2013 was a year of so many ups and downs. I couldn't have been more happy to see 2014. Not that that magical midnight hour changed anything, or erased anything, but it was a fresh start of sorts. Don't get me wrong, I'm still struggling every single day. More so this past week than before I think.
I know most everyone knows, but in case they don't; Krysten passed away on December 18th after a long and hard fight with cystic fibrosis her entire life, but especially this year. She is still the biggest fighter I know.
She came into my life and just was this positive burst of energy that I will never forget. She found goodness in everything and everyone, and I learned so much from her in such a short period of time. I'm forever grateful that my brother brought her into our lives. She is the sister I never had, and I love her so so much.
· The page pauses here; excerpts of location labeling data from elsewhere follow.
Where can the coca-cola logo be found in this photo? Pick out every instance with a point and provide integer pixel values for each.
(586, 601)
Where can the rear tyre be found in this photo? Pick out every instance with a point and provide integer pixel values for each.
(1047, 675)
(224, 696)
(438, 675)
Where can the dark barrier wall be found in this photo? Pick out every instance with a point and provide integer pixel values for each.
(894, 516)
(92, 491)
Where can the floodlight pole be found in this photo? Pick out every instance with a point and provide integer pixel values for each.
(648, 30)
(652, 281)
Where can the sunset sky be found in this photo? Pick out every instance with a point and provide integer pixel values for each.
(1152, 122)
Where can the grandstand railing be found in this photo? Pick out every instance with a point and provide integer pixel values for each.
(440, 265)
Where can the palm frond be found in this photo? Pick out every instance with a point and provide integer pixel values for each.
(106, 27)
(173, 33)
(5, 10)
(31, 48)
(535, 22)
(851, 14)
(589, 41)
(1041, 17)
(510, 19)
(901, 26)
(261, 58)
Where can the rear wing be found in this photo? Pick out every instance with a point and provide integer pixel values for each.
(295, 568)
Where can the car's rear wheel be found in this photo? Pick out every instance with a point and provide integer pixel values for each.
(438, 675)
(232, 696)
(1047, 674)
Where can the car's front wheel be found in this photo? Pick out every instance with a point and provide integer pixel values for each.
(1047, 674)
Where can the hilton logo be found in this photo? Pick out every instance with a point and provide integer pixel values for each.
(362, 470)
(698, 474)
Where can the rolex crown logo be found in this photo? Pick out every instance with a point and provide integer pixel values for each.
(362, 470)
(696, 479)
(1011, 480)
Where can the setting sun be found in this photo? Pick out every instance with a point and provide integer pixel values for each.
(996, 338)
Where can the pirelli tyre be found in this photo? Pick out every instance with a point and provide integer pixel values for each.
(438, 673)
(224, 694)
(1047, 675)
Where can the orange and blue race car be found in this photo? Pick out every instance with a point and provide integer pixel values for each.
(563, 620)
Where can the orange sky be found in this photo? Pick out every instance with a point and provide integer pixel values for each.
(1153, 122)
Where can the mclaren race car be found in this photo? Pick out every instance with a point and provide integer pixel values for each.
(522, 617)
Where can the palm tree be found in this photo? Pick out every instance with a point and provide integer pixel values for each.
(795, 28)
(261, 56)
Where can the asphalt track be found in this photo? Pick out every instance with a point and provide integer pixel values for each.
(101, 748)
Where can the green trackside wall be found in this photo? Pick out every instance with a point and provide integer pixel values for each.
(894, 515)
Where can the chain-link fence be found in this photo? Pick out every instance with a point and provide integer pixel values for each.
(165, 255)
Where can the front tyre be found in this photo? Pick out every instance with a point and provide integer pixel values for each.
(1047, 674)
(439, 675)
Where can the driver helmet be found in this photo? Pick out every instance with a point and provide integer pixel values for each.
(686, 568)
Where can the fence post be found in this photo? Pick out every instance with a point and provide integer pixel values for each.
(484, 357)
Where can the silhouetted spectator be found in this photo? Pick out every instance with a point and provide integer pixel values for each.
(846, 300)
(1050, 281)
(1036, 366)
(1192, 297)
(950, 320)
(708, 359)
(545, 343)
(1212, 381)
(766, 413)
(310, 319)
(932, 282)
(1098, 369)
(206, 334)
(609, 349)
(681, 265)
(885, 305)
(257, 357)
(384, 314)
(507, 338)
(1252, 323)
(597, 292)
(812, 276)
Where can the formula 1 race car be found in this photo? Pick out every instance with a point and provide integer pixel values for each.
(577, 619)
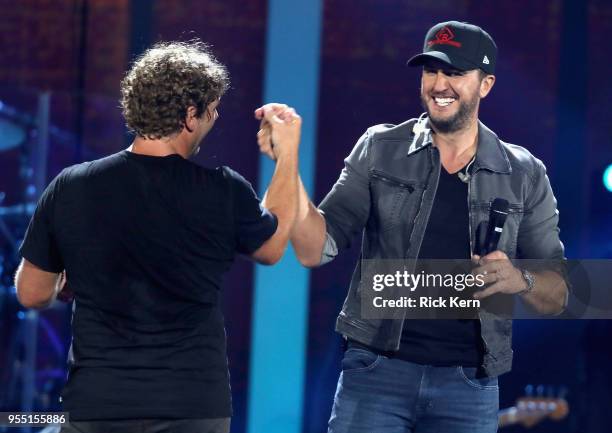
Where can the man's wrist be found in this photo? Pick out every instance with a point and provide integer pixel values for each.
(529, 280)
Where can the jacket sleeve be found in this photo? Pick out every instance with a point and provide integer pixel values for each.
(538, 236)
(347, 206)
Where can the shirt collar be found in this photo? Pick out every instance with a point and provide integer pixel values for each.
(490, 154)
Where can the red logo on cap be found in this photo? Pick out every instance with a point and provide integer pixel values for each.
(444, 37)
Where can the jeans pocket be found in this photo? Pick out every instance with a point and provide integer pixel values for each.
(471, 378)
(356, 360)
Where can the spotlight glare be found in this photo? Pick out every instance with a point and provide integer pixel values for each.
(607, 178)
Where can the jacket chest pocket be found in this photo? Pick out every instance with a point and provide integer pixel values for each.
(508, 240)
(394, 200)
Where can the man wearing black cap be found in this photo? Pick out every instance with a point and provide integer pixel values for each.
(420, 190)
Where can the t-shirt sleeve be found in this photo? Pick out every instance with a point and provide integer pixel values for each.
(253, 224)
(39, 245)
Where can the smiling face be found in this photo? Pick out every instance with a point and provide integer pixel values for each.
(451, 97)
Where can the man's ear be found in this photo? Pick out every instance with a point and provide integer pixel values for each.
(191, 119)
(486, 84)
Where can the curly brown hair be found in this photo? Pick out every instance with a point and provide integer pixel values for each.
(165, 81)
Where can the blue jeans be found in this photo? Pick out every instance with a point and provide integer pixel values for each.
(377, 394)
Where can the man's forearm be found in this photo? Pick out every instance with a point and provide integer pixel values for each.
(549, 293)
(281, 199)
(308, 234)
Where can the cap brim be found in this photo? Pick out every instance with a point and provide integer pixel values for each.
(421, 59)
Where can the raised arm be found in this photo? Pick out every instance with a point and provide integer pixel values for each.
(281, 198)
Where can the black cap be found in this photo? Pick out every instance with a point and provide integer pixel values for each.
(463, 46)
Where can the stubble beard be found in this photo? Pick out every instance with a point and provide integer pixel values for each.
(458, 121)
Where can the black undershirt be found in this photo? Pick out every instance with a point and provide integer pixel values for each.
(444, 342)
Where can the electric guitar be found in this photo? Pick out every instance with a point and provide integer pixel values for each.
(530, 410)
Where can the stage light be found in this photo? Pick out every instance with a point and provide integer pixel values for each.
(607, 178)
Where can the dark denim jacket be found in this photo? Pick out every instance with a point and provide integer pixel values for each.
(386, 190)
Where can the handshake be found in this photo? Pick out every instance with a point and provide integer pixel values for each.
(279, 132)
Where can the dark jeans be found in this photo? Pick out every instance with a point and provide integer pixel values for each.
(213, 425)
(377, 394)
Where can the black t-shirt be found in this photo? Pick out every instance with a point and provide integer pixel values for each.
(444, 342)
(145, 242)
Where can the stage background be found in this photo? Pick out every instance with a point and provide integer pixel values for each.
(551, 96)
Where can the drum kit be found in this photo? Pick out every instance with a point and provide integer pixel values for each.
(32, 362)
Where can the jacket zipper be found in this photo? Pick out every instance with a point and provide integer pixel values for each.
(484, 341)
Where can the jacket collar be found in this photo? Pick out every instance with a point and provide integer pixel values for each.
(490, 154)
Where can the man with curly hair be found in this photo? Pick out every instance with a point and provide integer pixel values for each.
(145, 237)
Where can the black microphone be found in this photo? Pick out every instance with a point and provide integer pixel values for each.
(495, 227)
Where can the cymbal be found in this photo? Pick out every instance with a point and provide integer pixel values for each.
(11, 135)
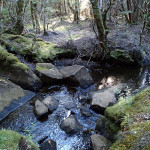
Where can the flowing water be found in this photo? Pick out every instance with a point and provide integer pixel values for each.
(24, 121)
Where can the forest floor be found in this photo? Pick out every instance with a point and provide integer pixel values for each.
(82, 37)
I know that she is an angel in heaven and is dancing up there having a great time. I know that she is now breathing easy and is watching over every single one of her family and friends. I keep telling myself this over and over, but it still just doesn't make it easier on my heart. This week has been an especially tough one, I'm not sure why. I guess the busyness of the holidays has passed, and now I' m stuck with my own thoughts. I'm in tears writing this, but I have faith that she is ok and loving life in heaven.
I'm so thankful for the memories we have together. I don't have as many as a lot of her friends and family, but it's enough and I will always cherish them. I will never forget the week we spent in Hatteras, camping trips, weekly family dinners, and all of her wonderful wedding events. I printed pics from all of them and put them in frames all around my house. Such fun times :)
Coming back to faith, in honor of her I am having it tattooed on my wrist along with the CF ribbon and a butterfly. I've been thinking of what to get for her since last April, and it finally came to me the day she passed. I can't wait to get it and look down and see "her" all the time.
I love you sister, forever and always. I will never forget you. As hard as this is on us here on earth, we all know that you are in a better place and are breathing easy.



I can definitely tell that I missed out by never getting to meet her. I know it can't be easy on any of you. What a fabulous celebration you all had for her though...it's how we should say goodbye to any believer. Few actually do and I'm so glad you all did!